Dalam 40 tahun terakhir, mie yang dahulunya makanan pendamping atau lauk
– telah berubah menjadi makanan utama.
Sementara
makanan sate dan makanan berbasis daging lainnya, tingkat konsumsinya
stagnan dan bahkan nyaris cenderung menurun - dengan posisi sekarang
dimana orang Indonesia rata-rata hanya mengkonsumi daging 10
kg/tahun/kapita, sementara tingkat konsumsi daging dunia telah mencapai
41 kg/tahun per kapita. Itupun setelah kita melakukan berbagai impor
mulai dari bahan pakan ternak sampai impor daging bekunya.
Mengapa
ketimpangan ini terjadi ? dalam hal makanan kita terobsesi dengan
hasil-hasil dari proses merah dari hulu ke hilirnya, dan nyaris
mengabaikan proses hijau yang ada di sekitar kita. Industri proses merah
menarik begitu banyak investor sehingga terus membesar dari waktu ke
waktu, sementara industri proses hijau nyaris terabaikan.
Kita
rela mengimpor begitu banyak biji gandum yang dengan susah payah
ditanam dan dikirim menempuh perjalanan separuh bumi, ketimbang
mengapresiasi rumput-rumpur yang tumbuh di sekitar kita. Biji gandum
adalah bahan baku untuk proses merah, sedangkan rumput adalah bahan baku
gratis untuk proses hijau.
Kita
perlu aware akan adanya proses merah dan proses hijau ini untuk menjadi
sumber inspirasi kita dalam membangun kekutan ekonomi dan daya saing,
utamanya menghadapi Masyarakat Ekonomi ASEAN tahun depan. Industri
berbasis proses hijau mengandalkan bahan baku dan pabrik hijau, yang sumber utamanya ada di negeri ini.
Industri
hijau juga memiliki daya saing tersendiri di era globalisasi dan
kesadaran dunia untuk mampu menghadirkan pertumbuhan yang
berkesinambungan – sustainable growth. Ketika industri proses
merah mengandalkan bahan bakar fosil yang semakin langka, industri
proses hijau justru menghadirkan berbagai alternatif bahan bakar baru.
Ketika
gandum ditanam sampai disajikan di meja makan mengkonsumsi begitu
banyak energi fosil, rumput yang diproses sampai menjadi sate
mengkonsumsi energi fosil yang jauh lebih sedikit – dan bahkan secara
tidak langsung bisa menghadirkan berbagai energi terbarukan. Tanaman-tanaman
yang tumbuh subur setelah dipupuk tanpa sengaja oleh domba-domba yang
berkeliaran mencari makan ketika digembala di antara pepohonan, bisa
diolah untuk menghasilkan bio ethanol maupun bio diesel. Ketika malam
hari istirahat, ternak-ternak tersebut masih membuang kotorannya di
kandang – inipun bisa menjadi sumber energi bio gas.
Bukan
berarti kita tidak butuh industri-industri yang berbasis proses merah,
keberadaannya saja yang perlu ditekan hanya pada yang benar-benar perlu.

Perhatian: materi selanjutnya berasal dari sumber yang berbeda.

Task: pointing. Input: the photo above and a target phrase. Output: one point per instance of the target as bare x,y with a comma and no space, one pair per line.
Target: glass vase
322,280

Sebaliknya industri-industri yang berbasis proses hijau yang harus
terus digali dan dikembangkan, karena jenis proses inilah yang akan
melestarikan bumi sambil memenuhi kebutuhan pokok manusia berupa pangan,
energi dan air (FEW, Feed – Energy and Water) secara berkelanjutan.
Kesadaran
akan adanya proses hijau ini diharapkan juga membangkitkan rasa syukur
kita terhadap begitu banyak nikmatNya yang ditaburkan di sekitar kita.
Dan ketika kita pandai bersyukur, akan terus ditambahkan nikmatNya itu –
antara lain berupa peluang-peluang berikutnya. InsyaAllah.